EL PAíS › OPINION
› Por Washington Uranga
A la pregunta del título la Iglesia dirá, de formas distintas, que la razón esencial de la beatificación de Ceferino Namuncurá, es decir, su reconocimiento como un católico ejemplar digno de ser imitado, tiene que ver con sus virtudes. Pero está claro también que, sin discutir las virtudes, toda ponderación de las mismas tiene el sentido de un valor de época: son destacadas y resaltadas en un momento dado y en determinadas circunstancias, en las que se cruzan cuestiones relativas a la vida de la Iglesia y de las sociedades donde ella está inserta. Y ello, es importante dejarlo en claro, no pone en tela de juicio ni el sentido del reconocimiento ni los méritos que, en este caso Ceferino Namuncurá, acumula, siempre a juicio de la Iglesia, para llegar a los altares.

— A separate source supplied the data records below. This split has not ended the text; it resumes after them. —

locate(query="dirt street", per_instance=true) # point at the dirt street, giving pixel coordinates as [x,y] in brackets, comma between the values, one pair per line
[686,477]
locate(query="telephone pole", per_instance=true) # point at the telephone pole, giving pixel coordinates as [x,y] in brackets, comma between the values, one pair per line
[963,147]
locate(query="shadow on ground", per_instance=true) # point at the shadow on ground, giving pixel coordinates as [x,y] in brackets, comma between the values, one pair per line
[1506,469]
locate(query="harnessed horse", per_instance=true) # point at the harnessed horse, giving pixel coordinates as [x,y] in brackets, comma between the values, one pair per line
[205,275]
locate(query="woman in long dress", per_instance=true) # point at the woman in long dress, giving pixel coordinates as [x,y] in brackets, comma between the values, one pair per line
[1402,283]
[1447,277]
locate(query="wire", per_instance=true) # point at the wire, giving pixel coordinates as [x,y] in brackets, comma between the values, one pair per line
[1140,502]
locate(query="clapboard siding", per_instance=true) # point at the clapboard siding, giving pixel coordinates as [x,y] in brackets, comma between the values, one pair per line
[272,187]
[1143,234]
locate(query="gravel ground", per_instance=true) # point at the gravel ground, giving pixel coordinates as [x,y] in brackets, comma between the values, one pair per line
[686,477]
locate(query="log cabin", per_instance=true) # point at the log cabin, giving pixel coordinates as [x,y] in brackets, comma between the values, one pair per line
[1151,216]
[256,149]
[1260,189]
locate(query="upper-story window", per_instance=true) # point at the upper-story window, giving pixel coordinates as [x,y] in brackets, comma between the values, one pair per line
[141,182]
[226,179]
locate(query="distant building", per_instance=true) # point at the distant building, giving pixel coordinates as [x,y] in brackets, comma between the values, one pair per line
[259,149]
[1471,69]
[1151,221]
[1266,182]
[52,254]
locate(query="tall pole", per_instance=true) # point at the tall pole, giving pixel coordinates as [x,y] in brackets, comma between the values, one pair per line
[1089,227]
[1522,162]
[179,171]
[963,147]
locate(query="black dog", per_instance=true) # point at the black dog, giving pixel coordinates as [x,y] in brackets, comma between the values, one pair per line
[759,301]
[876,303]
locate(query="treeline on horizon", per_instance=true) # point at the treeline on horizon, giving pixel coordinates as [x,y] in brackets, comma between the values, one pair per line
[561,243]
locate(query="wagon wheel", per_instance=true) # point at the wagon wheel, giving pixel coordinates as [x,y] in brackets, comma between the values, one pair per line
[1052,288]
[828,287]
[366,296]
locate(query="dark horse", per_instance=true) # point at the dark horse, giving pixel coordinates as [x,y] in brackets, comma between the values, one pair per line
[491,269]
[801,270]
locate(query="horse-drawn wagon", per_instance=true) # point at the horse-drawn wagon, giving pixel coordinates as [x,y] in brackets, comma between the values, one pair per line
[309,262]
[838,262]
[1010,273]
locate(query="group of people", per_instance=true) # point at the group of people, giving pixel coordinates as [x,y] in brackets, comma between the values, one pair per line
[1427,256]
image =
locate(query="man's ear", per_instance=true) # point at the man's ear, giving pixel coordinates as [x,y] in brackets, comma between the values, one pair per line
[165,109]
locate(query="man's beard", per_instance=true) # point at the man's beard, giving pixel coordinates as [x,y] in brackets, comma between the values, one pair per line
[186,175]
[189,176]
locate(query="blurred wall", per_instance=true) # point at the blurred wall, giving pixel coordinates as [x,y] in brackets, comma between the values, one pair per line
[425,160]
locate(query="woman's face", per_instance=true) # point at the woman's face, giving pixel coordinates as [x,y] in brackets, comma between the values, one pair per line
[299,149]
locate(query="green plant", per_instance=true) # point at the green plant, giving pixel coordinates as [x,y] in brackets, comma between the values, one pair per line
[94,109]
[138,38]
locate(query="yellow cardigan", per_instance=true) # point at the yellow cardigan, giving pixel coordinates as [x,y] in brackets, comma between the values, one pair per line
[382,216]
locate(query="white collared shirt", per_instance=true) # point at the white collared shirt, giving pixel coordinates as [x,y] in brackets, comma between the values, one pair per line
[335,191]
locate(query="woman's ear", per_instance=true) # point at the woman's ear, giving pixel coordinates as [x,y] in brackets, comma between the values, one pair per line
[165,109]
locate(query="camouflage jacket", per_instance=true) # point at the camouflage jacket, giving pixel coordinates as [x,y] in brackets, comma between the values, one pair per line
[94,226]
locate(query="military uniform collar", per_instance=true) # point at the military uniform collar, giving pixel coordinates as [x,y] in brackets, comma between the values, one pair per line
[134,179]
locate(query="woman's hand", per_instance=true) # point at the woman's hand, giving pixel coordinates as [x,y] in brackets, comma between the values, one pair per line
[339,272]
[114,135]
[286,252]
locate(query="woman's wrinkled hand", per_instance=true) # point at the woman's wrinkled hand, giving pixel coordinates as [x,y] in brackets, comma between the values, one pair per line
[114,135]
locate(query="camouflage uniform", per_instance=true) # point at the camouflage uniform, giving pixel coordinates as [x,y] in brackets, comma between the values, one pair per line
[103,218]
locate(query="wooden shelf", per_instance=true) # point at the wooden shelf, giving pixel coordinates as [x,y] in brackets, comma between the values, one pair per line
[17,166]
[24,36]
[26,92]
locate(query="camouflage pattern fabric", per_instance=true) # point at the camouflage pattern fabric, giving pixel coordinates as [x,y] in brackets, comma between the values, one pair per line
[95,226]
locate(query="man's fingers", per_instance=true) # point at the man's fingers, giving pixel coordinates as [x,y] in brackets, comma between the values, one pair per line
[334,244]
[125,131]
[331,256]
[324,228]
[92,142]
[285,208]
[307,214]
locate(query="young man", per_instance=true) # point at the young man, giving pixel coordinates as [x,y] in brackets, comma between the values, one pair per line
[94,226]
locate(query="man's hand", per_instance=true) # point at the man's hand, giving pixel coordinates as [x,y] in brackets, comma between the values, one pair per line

Conviene tener en cuenta que es la Iglesia la única que puede oficial e institucionalmente declarar que alguien es digno de imitación, generando un proceso que culminará con su declaración como santo. Está claro que el poder simbólico de dicha declaración está en la institución. Se pondrá entender también por qué avanzó con tanta rapidez la canonización de José María Escrivá de Balaguer, el casi contemporáneo fundador del Opus Dei, mientras se demora la causa del obispo mártir de El Salvador, Oscar Romero. Ningún proceso de canonización está al margen de intereses institucionales, de influencias de poder y de estrategias que buscan posicionar a la Iglesia en un determinado escenario.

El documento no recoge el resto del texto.